Only 50% of Children Get Suggested ADHD Care
Feb. 22, 2000 (Lake Worth, Fla.) -- Only 50% of children diagnosed with attention deficit hyperactivity disorder (ADHD) receive care that corresponds to the guidelines of the American Academy of Child and Adolescent Psychiatry (AACAP) or the American Academy of Pediatrics (AAP), a study finds. The study, which appears in the February issue of the Journal of the American Academy of Child and Adolescent Psychiatry, says ADHD patients who are treated by a primary care physician are likely to get prescriptions for stimulants, but too often are not referred to specialists or given follow-up care.
"There are big differences between what research is showing to be optimal treatment practices for children with ADHD and what physicians in actual clinical practice are doing," Kimberly Hoagwood, PhD, main author of the study, tells WebMD. "The research base isn't being used as much as it could."
ADHD is often recognized in school-age children by their parents and teachers. When diagnosed by a physician, it is generally treated with a combination of prescription medications (usually stimulants), counseling, behavior modification, and education.
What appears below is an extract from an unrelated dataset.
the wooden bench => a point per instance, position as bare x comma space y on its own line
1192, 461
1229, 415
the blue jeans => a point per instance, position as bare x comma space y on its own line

The AACAP and AAP also suggest regular follow-up care.
The study, by Hoagwood and colleagues from the University of Pittsburgh School of Medicine and Medical Center, reviews the existing literature, guidelines, and clinical practice for treatment of ADHD, and analyzes a nationally representative survey of physicians. It found that whether children are given follow-up treatment and counseling may depend on what kind of physician they see.
"Family practitioners are more likely than pediatricians or psychiatrists to prescribe stimulants, and less likely to prescribe anything else," writes Hoagwood, associate director of child and adolescent research at the National Institute of Mental Health.
The researchers found that over 75% of children with ADHD were given prescriptions for stimulants in 1996, up from 55% in 1989. Screening services for children with attentional problems increased from 22% in 1989 to 62% in 1996. But visits to psychotherapists decreased from 40% in 1989 to 25% in 1996, and the rate of follow-up treatment dropped from just over 90% to 75%.
Factors that kept primary care physicians from referring children to specialists included a lack of pediatric specialists, difficulty in getting appointments, and nonacceptance of Medicaid patients, the study says.
Leon Zacharowicz, MD, a child neurologist practicing at the Nassau County Medical Center in Long Island, N.Y., finds the revelations disturbing.
"ADHD is not like a simple ear infection," Zacharowicz, who was not involved in the study, tells WebMD. "A lot of parents and primary doctors don't seem to fully understand that yet." He says that while many parents seek a quick-fix approach, it's up to doctors to educate them about the reality of the disorder.
"A disorder like [ADHD], which disrupts so much of the person on an ongoing basis throughout their life span, requires more than just popping a pill," he says. "I think that the study shows that specialists in general are more likely to provide better follow-up and more of a multimodal approach."
Zacharowicz says he uses an ABC approach to ADHD -- awareness, behavior management, counseling (for both the child and family), drugs, and education. The AACAP guidelines stress the importance of this approach.
The costs to society of failing to use this multipronged approach when treating children with ADHD can be devastating, Zacharowicz says. "Kids, adolescents, and young adults with [ADHD] are overrepresented in accidents, in the criminal justice system, on the unemployment line, and in divorce court," he says.